With six sessions being presented during the Sharing the Point tour, we’ve arranged them into two tracks consisting of a business track and a technical track. In Beijing, I sat in on two of the technical tracks, Michael Noel’s session on Best Practices for SharePoint 2010 Virtualization and Paul Swider’s session on Developing Social Applications with SharePoint.
(I’m writing from the event in Manila where I’ve just seen Dux Raymond Sy and Mark Miller’s business presentations, and I’ll be completing the circuit in Ho Chi Minh City on Monday by doing one session from each track, wrapping up with Rob and Joel’s sessions prior to the Vietnam-only “Ask the Experts” Q&A session.)
Michael’s was the first presentation of the day in the technical track, and in the course of his session, he distilled a wealth of valuable information on SharePoint virtualization. Michael created a new SharePoint farm during his presentation by way of demonstration, and key takeaways, quotes, and best practices shared in his session included:
· Speaking on the topic of NUMA, Michael said, “If you allocate more memory than exists, you can have performance go down.” “Memory-swapping is a performance-killer … when you’re architecting your virtual environment make sure you keep your NUMA memory boundaries relatively large… I like to have them at least 8G of RAM.”

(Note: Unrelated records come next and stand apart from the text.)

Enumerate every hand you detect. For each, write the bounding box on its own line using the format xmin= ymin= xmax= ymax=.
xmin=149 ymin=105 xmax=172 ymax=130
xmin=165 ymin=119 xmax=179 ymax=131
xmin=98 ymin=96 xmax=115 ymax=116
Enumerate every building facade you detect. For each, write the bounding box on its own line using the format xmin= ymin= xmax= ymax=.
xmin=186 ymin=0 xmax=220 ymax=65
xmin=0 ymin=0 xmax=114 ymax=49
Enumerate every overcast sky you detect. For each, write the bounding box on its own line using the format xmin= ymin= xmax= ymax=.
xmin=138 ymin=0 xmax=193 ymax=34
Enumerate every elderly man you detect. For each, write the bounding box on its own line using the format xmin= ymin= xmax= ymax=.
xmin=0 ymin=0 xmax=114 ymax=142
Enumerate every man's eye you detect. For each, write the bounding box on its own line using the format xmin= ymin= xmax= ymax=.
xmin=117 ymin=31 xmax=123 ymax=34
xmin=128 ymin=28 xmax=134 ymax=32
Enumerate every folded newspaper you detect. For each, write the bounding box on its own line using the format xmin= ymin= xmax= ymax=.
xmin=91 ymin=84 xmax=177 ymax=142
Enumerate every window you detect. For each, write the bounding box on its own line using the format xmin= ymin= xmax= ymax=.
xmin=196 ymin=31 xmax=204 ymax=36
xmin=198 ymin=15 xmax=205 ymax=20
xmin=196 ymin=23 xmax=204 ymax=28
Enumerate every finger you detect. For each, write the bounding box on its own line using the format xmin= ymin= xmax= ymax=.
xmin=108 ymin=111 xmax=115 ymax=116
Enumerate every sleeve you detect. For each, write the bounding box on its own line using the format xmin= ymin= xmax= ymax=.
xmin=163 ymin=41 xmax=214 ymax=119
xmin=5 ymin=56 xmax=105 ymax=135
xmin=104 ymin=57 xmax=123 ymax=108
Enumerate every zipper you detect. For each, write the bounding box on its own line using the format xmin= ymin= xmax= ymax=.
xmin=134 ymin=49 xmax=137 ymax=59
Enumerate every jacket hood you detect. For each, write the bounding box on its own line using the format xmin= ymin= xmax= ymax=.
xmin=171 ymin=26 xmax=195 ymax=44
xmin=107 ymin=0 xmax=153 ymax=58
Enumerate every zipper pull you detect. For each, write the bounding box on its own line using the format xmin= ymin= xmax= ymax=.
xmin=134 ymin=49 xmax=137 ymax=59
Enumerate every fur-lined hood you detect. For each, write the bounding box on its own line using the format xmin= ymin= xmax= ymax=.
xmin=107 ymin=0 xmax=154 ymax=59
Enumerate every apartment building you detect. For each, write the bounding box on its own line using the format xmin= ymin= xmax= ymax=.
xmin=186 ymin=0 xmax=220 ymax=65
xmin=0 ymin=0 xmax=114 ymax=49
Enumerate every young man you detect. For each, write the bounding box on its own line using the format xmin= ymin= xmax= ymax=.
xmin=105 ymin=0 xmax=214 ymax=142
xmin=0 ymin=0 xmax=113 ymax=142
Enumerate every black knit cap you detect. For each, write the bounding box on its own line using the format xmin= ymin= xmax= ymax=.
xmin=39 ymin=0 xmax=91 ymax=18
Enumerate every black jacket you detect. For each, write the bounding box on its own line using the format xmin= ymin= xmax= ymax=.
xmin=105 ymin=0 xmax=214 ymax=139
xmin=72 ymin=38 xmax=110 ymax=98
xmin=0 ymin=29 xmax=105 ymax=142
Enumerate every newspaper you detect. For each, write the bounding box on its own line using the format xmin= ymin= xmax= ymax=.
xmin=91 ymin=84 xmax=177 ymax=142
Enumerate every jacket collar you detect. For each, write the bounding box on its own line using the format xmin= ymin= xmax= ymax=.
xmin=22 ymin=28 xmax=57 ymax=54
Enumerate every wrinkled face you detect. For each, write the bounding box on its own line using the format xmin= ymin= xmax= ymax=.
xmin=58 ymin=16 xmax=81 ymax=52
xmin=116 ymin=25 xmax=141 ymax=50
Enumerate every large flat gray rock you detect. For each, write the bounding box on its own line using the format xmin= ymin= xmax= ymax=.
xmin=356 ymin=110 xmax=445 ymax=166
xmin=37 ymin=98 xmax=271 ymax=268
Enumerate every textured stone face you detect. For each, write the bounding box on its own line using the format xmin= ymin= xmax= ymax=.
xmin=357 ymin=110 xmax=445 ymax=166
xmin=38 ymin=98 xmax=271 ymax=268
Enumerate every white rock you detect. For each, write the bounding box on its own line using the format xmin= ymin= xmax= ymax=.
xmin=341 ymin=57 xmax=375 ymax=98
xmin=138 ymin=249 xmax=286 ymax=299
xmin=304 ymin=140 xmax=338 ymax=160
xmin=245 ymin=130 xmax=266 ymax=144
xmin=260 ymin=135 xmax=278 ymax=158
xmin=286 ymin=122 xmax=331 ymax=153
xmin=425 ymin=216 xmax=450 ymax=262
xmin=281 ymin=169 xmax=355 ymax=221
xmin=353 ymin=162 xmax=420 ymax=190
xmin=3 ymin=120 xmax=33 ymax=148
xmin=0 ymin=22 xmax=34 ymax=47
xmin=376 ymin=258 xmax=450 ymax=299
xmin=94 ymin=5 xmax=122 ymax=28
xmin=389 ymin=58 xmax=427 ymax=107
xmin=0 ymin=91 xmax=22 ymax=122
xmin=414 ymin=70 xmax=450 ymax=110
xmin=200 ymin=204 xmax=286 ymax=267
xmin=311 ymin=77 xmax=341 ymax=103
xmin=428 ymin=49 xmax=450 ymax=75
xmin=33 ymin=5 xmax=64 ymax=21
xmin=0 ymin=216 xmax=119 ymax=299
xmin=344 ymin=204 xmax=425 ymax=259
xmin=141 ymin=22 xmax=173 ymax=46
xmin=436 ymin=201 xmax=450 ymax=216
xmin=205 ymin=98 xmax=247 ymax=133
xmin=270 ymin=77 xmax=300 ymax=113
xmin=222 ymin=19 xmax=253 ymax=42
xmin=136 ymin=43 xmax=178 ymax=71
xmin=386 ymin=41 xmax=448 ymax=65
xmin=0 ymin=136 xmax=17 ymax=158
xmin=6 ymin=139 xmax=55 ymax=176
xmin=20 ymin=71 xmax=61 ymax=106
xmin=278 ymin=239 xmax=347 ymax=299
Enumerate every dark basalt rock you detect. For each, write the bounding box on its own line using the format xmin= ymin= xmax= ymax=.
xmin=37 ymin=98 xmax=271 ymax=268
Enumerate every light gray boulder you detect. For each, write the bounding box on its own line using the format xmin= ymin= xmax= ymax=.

· Regarding performance monitoring: “Pay close attention to your network latency and network bandwidth because these are good indicators of performance” and will alert you to potential problems.
· Speaking to Microsoft’s stance on SharePoint virtualization, Michael said that It’s been “supported since 2007” provided that the following requirements are met: the processor chip set in use must support virtualization; it’s DEP enabled; and virtualization software is Hypervisor-based (which is to say that they “use the resources of the host directly”). Michael cautioned that not all third-parties are supported, and that they must be Hypervisor-based.
· Windows Server 2008 is Microsoft’s Hypervisor (also called VMM). Hyper-V R2 for SharePoint 2010 is the latest version and is what Michael installed for his farm provisioning demo. Michael showed the configuration and jobs, as he had created the template in advance. Connecting to the virtual machine and logging in, he showed a PowerShell script which allows him to auto-add the machine into a SharePoint farm, as well as a script to create all the service apps and ran the scripts to create the new farm. Connecting to a SQL Server session, the script auto-created the config and central admin content databases, helpfully pre-pending the farm name courtesy of the PowerShell script. The PowerShell scripts Michael used are available for download on Toni Frankola’s blog.
· Showing that the farm itself had been created, Michael said it “Takes about 30-40 seconds to warm up the app pool.” Opening Central Admin in the brand new environment, Michael concluded his demo by pointing out that the new farm had been “created in about 15 minutes running virtualization software,” and pointed out that it was running on his home machine back in San Francisco at that.
· 180-day free evaluations are available “at least in the states.”
In conclusion, and despite the evident power and flexibility that virtualization provides, Michael cautioned that “You need to have specific reasons to virtualize.”
Note: All Sharing the Point slide decks will soon be made available for download here on the site.